Of course, not running for the border and not having $500 are not the only causes of my woes. There is always that pesky matter of the male species. Male Species, why must you inflict yourself upon me like this? Why must I think you generally smell nice and look cute and oh my, what strong arms you have, Male Species! I've given a lot of thought to joining the plight of my fellow Female Species. I mean, I should just get out there, right? I should just make myself available and enjoy the ride. It's easy, right? So easy! Other Female Species do it ALL. THE. TIME.

So why can't I? Because of the stupid good-smelling, cute, broad-shouldered Male Species. Or should I say Male Specie? Yes, I'm talking to you, Mr. Tie-Wearing Professional Swaggery Blue-Eyed God of All That Is Male and Speciesish. Can I be frank (I'll let you be Shirley)? This is my blog after all. I should be able to say whatever I want.

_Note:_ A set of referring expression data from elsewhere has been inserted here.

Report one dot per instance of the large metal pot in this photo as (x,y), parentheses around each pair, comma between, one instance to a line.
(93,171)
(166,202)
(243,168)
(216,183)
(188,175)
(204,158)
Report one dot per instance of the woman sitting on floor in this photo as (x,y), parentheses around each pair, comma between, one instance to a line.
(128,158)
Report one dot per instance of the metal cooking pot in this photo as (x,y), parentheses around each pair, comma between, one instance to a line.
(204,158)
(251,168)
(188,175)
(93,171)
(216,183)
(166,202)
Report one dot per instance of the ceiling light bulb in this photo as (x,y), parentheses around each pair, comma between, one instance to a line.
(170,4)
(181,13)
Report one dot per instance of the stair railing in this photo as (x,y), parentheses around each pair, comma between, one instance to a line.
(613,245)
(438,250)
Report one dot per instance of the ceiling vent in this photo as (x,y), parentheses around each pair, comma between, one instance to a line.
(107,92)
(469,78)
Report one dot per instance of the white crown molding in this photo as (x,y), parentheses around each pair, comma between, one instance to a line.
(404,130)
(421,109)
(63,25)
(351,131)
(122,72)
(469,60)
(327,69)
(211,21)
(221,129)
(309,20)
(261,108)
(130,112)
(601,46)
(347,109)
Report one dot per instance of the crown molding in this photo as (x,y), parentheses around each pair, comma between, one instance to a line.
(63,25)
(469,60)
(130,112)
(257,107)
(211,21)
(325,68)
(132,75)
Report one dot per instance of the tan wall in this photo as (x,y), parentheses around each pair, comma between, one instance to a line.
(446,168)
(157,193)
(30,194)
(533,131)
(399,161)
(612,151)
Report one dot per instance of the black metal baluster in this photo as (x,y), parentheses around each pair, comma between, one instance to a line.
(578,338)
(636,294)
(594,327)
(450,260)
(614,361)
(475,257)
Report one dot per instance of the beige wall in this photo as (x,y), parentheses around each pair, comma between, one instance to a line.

Mr. T-WPSB-EGoATIMaS, You suck and I wish I could punch you in the stomach and then make-out with you for eleventy hours. I'm sure you're just like all the other guys whom occupy that category with you and I'm sure that if I got to know you, I'd hate your breathing guts and I'm pretty sure you need to be castrated, but goddamn it if you aren't just the invisible splinter I can't dig out of my brain. You (along with my staggering inability to MOVE ON but this is about you, not me) are hampering my chances at a normal life that involves cuddles and kisses and sexy-sexy in the queen size bed I don't yet own and babies that don't have blue eyes.

So yeah, I hate you. Please come find me? Pretty please with sugar on top and a cherry? I promise I won't be bad. Unless you want me to be.

See what I mean? Wouldn't you feel kind of concerned/irked/bitchy if you had to deal with a brain like this everyday?

Nyabasazi. That is the one word that sums up my life.

This proves to be harder than I thought. Here's all this empty space in front of me, begging to be taken up by words, and I can't think of a damn thing to say. Oh, I have a lot to talk about -- a whole myriad of issues, if you'd be so kind. I have things to prove, issues to ponder, hearts to break, and demons to slay.

I've recently become very alarmed at the amount of sweat produced by my underarms. More specifically, I'm very alarmed by my right underarm, which seems to be, most days, an ocean of...well, sweat. Is it how my shirts bunch and gather? Is it how hard I'm exerting myself? Is it the heat? Nerves? Excitement? What is causing this mass production of vile, stinky sweat? I would really like to know. Nothing, short of stuffing my pit area with towels, seems to stop the onslaught. Am I doomed to have a tropical rain forest hanging out under my right arm? (I don't want to give you the impression that I'm au natural; I do shave regularly. It is just SO DAMP sometimes.)

Another thing that alarms me? My incessant need to prove myself to people who used to think I was lame. That's not to say I'm not lame now but I'm certainly less lame than I was ten years ago when I was in high school. It would appear that my high school reunion is turning into a big party instead of a get-together for a bunch of people who graduated together. Is it really necessary to invite people who weren't in your class? It's not like anyone in my class is married to the people from the other classes. And are they going to invite everyone from the classes directly above and below us or just the people they ('they' meaning those in charge of organizing this trip down amnesia lane) like or who fit in with the It Crowd in high school? I would almost be willing to put money on the fact that none of the people I'd like to invite would actually receive an invitation. It isn't fair that I feel like I'm back there again, being harassed about my weight, my looks, my questionable sexuality (I'm straight now, just like I was in high school and it could be argued that I'm less straight now than I was then), and just me in general.

Why do I still feel the need to change everything about myself to be acceptable to them? I have nothing to be ashamed of. My life has direction and meaning and all that crap. I'm happy, I'm doing what I want, and I love my life. So why do they still make me feel like an absolute toad?

I swear, if I end up attending this little shindig, I'm going to need a bottle of vodka and a few Xanax to get through it without strangling them all.